Like the banks in 2008, our massive national food supply monopolies have become too big to fail. The outsized influence and profit in the current system prevents it from rightsizing to market, resilience, and sustainability.

One of our local CSA/farmstands in Hinesburg is Trillium Hill. Another is Lieutenant Governor David Zuckerman’s Full Moon Farm. Both sell direct to local Hinesburgers and Trillium sells wholesale to Lantman’s Market next door. There are over a hundred community farms selling direct to Vermonters and local groceries. It’s in our best interest to support them and the rural economy they’re supporting in our harder-hit communities.

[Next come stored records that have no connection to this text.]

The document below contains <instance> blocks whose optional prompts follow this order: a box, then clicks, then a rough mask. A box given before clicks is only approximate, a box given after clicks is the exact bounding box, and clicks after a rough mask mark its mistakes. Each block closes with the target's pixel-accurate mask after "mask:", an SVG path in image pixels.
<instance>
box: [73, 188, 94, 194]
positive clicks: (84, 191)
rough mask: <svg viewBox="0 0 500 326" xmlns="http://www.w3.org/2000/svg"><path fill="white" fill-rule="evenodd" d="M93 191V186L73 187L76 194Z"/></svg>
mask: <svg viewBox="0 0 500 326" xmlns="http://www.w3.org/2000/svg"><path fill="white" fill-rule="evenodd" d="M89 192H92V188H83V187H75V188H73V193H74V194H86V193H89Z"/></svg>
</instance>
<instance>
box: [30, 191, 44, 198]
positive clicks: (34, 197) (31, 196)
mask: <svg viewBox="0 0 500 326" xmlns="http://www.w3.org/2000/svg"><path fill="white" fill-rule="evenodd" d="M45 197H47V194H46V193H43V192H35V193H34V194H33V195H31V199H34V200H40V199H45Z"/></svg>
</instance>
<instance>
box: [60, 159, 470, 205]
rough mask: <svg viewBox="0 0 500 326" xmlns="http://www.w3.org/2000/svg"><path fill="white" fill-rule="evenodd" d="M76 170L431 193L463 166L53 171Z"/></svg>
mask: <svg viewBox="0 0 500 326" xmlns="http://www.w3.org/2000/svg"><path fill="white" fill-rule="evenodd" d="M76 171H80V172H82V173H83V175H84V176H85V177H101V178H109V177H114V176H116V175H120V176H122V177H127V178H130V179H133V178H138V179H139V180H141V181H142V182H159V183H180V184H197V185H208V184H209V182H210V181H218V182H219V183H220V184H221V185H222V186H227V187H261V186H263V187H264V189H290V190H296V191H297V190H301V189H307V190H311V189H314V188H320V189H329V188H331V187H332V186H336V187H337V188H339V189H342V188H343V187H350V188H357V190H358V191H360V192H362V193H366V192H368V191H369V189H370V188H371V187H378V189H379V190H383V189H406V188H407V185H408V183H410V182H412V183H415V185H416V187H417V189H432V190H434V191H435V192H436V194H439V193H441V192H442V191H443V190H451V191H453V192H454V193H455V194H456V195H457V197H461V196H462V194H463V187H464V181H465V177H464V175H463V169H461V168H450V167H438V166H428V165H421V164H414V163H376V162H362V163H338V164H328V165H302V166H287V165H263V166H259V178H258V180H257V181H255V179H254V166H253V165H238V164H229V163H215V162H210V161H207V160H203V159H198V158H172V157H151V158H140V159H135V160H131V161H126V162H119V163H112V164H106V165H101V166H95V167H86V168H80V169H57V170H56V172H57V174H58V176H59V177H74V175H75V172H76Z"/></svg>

It’s intriguing to catalog the emerging farm descriptors, precisely because they reflect the real concerns of customers: humanely-raised, antibiotic-free (ABF) grassfed, free-range, cage-free, all natural, organic etc. With the exception of the ill-defined descriptors like “all natural” and “organic,” our national food supply is incapable of responding to these marketplace demands.

If we let emerging market forces prevail, our agriculture systems will continue their move to local, diversified, regenerative agriculture that supports our working landscape.